Charles is also known to be magnetic and irresistible to those on whom the sun of his attention shines. His second wife, at the time of their divorce, which was bitter and costly, said, "I didn't marry Charles because he was mean and cruel. When the light shines on you, he is charming and amazing and special. I know, because he shone it on me. Then the light fades and there is darkness."
In the early days, when the light so clearly shone on Nigella, it looked as if she had somehow reached a safe haven after years buffeted about the high seas of life. He married her, was good to her children, used his huge wealth (around £100m) to protect her, and he so clearly admired and loved her. She has often spoken about how his unabashed masculinity has given her confidence in her own sex appeal, while he has said, "She's too good for me, I know, but she knows it too and reminds me every day."
Nigella's career – begun with John Diamond – has reached a pinnacle with Saatchi, and she is now worth around £20m herself. Through her 40s, she simply looked more beautiful than ever, and it seemed as if her story had reached its own happy-ever-after. That impression began to dissipate about three years ago. Criticism that her TV performances had become grotesque parodies of themselves started up, and that she herself was increasingly filmed as a kind of Cubist painting – a quarter-profile, behind a curtain of hair, beside a sleek kitchen unit, against a backdrop of utensils. Rumours of loud, volatile rows between her and Charles began to circulate. On her last visit to Dublin, she appeared on the Late Late Show, looking stunning but uncomfortable in a beautifully cut black dress into which she seemed to be tightly corseted, and a pair of ludicrously vertical heels. She perched on the edge of her chair, unable to sit back, indulging Ryan's questions about crisp sandwiches with far more flirtatious acquiescence than seemed necessary. She looked awkward and skittish, the spontaneity of her early years entirely disappeared, and a far cry from the amusing, confident woman she had, at her best, been. The secrets she seemed then to be keeping had her locked in a mental vice as tight as the corset she was wearing.

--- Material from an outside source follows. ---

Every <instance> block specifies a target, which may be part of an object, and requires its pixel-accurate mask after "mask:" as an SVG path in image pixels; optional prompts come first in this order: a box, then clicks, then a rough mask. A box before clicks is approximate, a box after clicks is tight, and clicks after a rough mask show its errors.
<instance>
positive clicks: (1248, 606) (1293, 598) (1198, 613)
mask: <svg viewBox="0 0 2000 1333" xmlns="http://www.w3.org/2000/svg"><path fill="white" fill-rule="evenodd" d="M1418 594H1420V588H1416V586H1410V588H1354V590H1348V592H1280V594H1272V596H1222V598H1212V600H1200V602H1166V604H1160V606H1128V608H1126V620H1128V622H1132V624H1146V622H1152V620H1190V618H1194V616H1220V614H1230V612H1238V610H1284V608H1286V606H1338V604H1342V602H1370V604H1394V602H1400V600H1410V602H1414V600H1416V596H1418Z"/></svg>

Last week's disturbing incident was not the first such between Nigella and Saatchi. Less than a year ago, in the same restaurant, he was seen to put his hand over her mouth during another discussion that had become heated. Like the nose-tweaking, this could almost be dismissed as playful. But only 'almost.' In fact, it is dismissive, domineering and aggressive. Nigella has survived tragedy, more tragedy than many of us experience. To lose mother, sister, husband, by the age of 41, is very harsh. She emerged not unscathed but intact from that, still herself, still strong despite the heartbreak. This latest incident isn't tragedy, it is less noble, more subdued and depressing than that. It may yet be more difficult to emerge from.